Internal security of Rev?

Dar Scott dsc at swcp.com
Thu Jul 13 23:05:30 EDT 2006


On Jul 13, 2006, at 6:50 PM, John Tregea wrote:

> Thanks for your time again. I believe that the database server is  
> secure. It will be Solaris 10 running a dedicated copy of  
> postgreSQL. Solaris will be configured with a zone that enables  
> login only on the postgres port . The server will be supplied by us  
> with pre-configured software for the client.

I am not familiar with postgres, so keep that in mind.

> The users will have one U3 enabled USB thumb drive per licensed  
> client and the user application will be programmed to only run on  
> the serial numbered, unique thumb drive.

Cool!  I suppose users should keep up with those as they would keep  
close tabs on a badge.  But the drive might get stolen and the user  
might be a bad guy.

A password is like a security code that would go with a badge.   
(Maybe a future version could even have a duress password.)

> This is why I was asking about the security of the stand-alone rev  
> application. I intended to store one secret key in the application  
> in a custom property in base64encoded form. This key would unlock  
> the first step of authentication on the database login with  
> everything after that coming from within the database.

I wouldn't do that.

> It is true that the data can be encrypted on the storage medium  
> without me doing that in the client, but I thought that made the  
> transmission more vulnerable to penetration (even with SSL).

I'd put that effort into making SSL solid.

How about this:

(Make the network as secure as you want as an add-on and independent  
feature.  You can use ipSec or encryption hardware among certain  
classes of equipment.)

Set up the db to use SSL only.  Set up the db to take per-user  
passwords.  Keep a file (or property) with secret things in it (plus  
an MD5 digest).  When the user runs the app, the secret things are  
opened up and checked.  It is decrypted with the user password.  In  
that is the host and port, the db password or cert (for this user),  
the data encryption key (if you insist), and the root cert for  
confirming the db connection.  The cert is written to a file.  The  
connection is made and the password is used to connect to the db.   
You know connection was made with the real db.  Erase the cert file.   
Continue the session.  (The public cert doesn't have to be secret.)

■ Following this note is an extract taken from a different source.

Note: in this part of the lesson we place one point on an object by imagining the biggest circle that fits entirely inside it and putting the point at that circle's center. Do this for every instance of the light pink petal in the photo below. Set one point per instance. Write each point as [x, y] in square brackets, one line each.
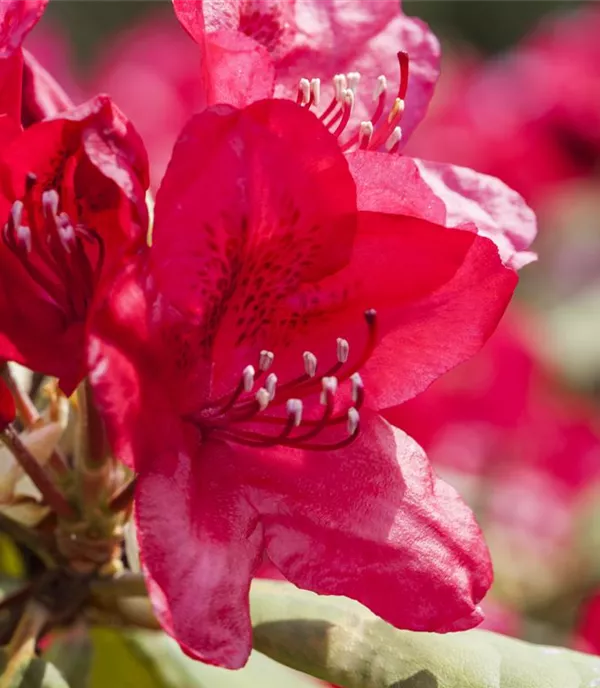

The db probably has lots of data consistency and data constraint  
features that you lose with encryption.

(IIRC, in Rev the host name used in making the SSL link must be the  
same as the one in the db cert.)

Now if you use the Rev db interface or some external to connect to  
the db, then the above suggestion would have to be adjusted (or  
thrown out) as needed.  Others can advise here better than I.